Japan will see the release of a raft of economic data, including updated inflation figures for Tokyo, on Thursday at 2330 GMT. The numbers are expected to confirm inflationary pressures remain tepid, and that any policy shift from the BoJ remains a long way off. As such, they are unlikely to impact the yen much, which will probably continue to respond more to changes in risk appetite. In this respect, the upcoming Trump-Xi meeting may be pivotal.
The Japanese inflation outlook has been particularly subdued in recent years, even despite the Bank of Japan’s (BoJ’s) best efforts to reflate prices through its massive stimulus program. This week’s Tokyo CPI readings, which are considered forward-looking gauges of the nationwide prints and hence crucial for BoJ decisions, are anticipated to reaffirm this narrative. The core CPI rate that excludes fresh food is projected to have held steady at 1.0% on a yearly basis in November, while no forecast is available for the headline figure.
Employment data, which will be released at the same time, are forecast to show that the unemployment rate held steady at 2.3% in October, just shy of a 27-year low. Twenty minutes later, at 2150 GMT, preliminary industrial production data for October will hit the markets and expectations are for a 1.2% m/m rise, a rebound following a contraction of 0.4% previously.
As for the market’s reaction, absent a major deviation from forecasts, these figures are unlikely to impact the yen notably; the currency doesn’t respond much to data. To explain why, it’s useful to consider the analogy of a foreign central bank – the Fed for instance. When US data improve, markets bet the Fed will raise rates faster, and the dollar consequently gains. Contrast this with the BoJ, which is highly unlikely to change its ultra-loose policy in the foreseeable future. Therefore, investors do not rush to buy or sell the yen on data releases that probably won’t have enough of an impact to lead to any policy changes. Put differently, anything short of a dramatic improvement in Japanese data that sparks speculation for BoJ normalisation, will probably pass unnoticed by the yen.

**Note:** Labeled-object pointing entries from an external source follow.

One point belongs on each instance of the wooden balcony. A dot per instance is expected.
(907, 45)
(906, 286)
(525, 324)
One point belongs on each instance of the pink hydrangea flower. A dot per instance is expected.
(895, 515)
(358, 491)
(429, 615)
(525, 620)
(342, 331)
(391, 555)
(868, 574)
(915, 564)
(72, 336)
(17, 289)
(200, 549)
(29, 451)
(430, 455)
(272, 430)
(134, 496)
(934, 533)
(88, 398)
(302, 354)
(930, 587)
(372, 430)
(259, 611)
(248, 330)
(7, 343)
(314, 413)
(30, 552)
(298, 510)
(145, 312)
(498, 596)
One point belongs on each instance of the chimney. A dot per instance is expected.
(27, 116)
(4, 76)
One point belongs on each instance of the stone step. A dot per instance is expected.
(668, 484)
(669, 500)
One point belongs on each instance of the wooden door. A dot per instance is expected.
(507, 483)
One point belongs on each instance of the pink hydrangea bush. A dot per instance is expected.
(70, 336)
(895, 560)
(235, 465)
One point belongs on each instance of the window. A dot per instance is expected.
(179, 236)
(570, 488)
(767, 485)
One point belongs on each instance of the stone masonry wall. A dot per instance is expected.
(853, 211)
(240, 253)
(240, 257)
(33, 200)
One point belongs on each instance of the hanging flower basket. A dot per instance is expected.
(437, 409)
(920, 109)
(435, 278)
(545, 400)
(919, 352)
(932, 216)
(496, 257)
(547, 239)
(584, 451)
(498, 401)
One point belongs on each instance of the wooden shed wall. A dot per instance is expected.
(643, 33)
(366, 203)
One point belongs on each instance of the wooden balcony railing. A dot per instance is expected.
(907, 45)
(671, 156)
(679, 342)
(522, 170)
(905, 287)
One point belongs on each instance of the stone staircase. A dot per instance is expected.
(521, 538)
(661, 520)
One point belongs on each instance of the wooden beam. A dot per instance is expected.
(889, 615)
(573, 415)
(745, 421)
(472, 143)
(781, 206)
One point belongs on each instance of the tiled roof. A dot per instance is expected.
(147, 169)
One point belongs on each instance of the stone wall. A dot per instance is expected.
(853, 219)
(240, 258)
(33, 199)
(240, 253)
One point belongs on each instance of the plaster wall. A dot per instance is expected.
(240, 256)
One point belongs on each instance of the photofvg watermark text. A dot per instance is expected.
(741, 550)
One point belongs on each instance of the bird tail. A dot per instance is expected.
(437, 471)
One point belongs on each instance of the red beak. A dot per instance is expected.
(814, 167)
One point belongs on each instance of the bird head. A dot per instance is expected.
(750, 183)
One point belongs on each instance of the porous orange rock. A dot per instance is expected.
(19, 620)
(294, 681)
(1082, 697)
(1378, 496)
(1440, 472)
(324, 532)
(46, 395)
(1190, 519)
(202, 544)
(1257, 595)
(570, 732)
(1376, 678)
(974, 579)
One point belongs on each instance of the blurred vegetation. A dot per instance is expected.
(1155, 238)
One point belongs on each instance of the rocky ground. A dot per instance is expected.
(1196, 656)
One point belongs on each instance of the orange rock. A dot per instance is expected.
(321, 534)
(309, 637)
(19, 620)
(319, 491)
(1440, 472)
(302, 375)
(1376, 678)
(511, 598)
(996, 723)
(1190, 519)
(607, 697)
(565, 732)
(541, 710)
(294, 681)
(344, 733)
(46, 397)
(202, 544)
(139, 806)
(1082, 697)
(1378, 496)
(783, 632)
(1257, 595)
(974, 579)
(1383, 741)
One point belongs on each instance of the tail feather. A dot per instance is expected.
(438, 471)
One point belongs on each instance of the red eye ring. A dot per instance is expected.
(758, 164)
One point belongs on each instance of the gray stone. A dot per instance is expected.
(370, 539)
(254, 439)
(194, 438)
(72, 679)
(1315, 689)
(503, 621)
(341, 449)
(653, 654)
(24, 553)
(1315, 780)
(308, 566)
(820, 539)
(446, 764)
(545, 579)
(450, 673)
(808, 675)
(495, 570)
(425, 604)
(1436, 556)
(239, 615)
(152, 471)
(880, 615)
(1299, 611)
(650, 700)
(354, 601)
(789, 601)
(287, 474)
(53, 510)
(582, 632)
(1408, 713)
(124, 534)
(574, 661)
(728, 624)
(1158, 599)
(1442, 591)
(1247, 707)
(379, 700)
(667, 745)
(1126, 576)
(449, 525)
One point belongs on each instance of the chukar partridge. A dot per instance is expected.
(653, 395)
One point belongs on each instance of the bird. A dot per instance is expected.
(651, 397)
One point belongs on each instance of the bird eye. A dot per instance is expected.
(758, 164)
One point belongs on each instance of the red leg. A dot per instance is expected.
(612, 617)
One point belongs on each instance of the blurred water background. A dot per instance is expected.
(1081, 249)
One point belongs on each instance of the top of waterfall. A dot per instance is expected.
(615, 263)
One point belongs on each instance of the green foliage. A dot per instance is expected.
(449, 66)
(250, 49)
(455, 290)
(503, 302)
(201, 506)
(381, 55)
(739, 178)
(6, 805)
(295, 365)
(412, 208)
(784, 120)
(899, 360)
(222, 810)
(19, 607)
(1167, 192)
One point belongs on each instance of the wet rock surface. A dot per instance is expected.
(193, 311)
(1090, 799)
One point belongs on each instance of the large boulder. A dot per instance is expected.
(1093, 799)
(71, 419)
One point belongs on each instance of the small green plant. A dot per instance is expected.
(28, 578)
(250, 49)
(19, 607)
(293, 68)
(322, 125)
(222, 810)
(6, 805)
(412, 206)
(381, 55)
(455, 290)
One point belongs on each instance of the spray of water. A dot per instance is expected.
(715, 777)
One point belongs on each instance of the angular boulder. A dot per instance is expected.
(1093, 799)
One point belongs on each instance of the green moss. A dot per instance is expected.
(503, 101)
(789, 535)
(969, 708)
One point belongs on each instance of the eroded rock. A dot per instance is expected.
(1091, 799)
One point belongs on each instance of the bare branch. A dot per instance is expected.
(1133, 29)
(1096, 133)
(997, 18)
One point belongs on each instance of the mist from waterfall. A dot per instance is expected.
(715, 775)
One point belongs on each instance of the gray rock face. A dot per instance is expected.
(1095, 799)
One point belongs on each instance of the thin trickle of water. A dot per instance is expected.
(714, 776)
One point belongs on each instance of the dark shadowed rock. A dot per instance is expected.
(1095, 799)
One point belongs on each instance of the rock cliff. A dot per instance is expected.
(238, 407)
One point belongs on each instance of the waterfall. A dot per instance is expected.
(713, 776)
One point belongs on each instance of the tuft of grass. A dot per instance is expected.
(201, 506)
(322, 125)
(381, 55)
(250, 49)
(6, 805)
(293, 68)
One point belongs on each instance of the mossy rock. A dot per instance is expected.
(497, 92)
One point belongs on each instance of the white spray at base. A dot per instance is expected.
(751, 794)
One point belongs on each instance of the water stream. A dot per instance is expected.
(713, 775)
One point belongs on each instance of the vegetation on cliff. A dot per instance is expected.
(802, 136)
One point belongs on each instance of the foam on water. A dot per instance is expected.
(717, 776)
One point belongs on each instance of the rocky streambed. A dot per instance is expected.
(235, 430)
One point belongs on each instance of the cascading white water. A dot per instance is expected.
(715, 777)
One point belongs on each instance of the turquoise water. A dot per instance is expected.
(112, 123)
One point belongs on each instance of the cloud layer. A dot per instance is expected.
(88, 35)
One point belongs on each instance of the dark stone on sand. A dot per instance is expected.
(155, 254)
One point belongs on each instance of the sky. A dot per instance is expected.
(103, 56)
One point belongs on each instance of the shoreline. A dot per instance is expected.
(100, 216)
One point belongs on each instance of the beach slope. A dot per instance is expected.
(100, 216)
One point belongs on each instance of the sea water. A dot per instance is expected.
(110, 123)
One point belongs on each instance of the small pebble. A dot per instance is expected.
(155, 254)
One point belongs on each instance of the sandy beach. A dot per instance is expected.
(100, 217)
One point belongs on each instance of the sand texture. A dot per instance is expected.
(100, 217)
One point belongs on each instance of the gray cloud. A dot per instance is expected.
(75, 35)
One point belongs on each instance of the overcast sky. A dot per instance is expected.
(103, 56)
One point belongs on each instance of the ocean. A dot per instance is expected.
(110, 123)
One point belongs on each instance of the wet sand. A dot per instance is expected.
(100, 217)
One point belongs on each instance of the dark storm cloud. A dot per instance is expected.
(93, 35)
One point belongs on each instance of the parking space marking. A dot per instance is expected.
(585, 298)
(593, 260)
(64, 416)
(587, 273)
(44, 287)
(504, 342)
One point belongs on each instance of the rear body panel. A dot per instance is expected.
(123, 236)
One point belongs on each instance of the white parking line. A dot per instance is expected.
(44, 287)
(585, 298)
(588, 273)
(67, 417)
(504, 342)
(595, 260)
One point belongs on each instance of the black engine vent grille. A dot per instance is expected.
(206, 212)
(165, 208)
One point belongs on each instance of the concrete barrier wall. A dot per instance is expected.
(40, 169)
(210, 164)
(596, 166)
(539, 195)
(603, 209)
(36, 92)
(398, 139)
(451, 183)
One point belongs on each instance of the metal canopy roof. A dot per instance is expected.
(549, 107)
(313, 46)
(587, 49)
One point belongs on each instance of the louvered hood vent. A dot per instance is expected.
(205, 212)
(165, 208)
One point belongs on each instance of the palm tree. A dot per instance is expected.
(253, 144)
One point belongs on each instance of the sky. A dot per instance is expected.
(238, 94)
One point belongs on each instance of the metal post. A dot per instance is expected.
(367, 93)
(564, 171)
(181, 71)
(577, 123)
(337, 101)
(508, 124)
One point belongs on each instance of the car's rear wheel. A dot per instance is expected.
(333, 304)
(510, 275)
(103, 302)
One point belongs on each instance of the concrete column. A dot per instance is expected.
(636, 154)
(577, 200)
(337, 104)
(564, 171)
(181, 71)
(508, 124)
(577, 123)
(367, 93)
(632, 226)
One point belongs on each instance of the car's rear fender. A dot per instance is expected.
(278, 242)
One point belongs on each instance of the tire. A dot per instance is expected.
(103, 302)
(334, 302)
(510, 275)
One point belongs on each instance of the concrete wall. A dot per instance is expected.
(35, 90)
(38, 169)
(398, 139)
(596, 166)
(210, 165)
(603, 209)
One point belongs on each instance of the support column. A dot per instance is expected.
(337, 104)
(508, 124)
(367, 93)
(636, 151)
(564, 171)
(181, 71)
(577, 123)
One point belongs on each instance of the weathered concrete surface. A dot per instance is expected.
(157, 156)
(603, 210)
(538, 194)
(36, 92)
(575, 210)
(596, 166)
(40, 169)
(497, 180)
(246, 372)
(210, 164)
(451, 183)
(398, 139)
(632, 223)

Instead, the currency responds more to shifts in market sentiment, given its “safe-haven” status. When trade tensions escalate, for example, the yen attracts defensive inflows and vice versa. In this sense, the most crucial event may be the meeting between the US and Chinese presidents on Saturday. Investors hope that a “trade ceasefire” will be agreed, and if this is the case, the yen could tumble. On the contrary, a failure to reach an accord may see the currency gain.
While it’s nearly impossible to confidently predict whether a truce will actually be delivered, note that the pattern in recent months has been that haven-boosts to the yen tend to be short-lived, fading after a few sessions as the risks are judged to be less dire than they initially seemed. In other words, even if the yen does gain from this, it may be unable to sustain those gains for long – if recent price action is any guide.
Technically, potential gains in USD/JPY may encounter resistance around the November 12 peak at 114.20, with the zone around it also encapsulating the October 3 high at 114.54. Even higher, sell orders may be found at 115.50, the March 2017 top.
On the flipside, further declines in the pair may stall initially near 113.15, which halted the advance on November 21. A downside break may see the pair test the crossroads of the 112.30 area and the uptrend line drawn from the lows of May 29. Lower still, the October 26 trough of 111.35 would attract attention.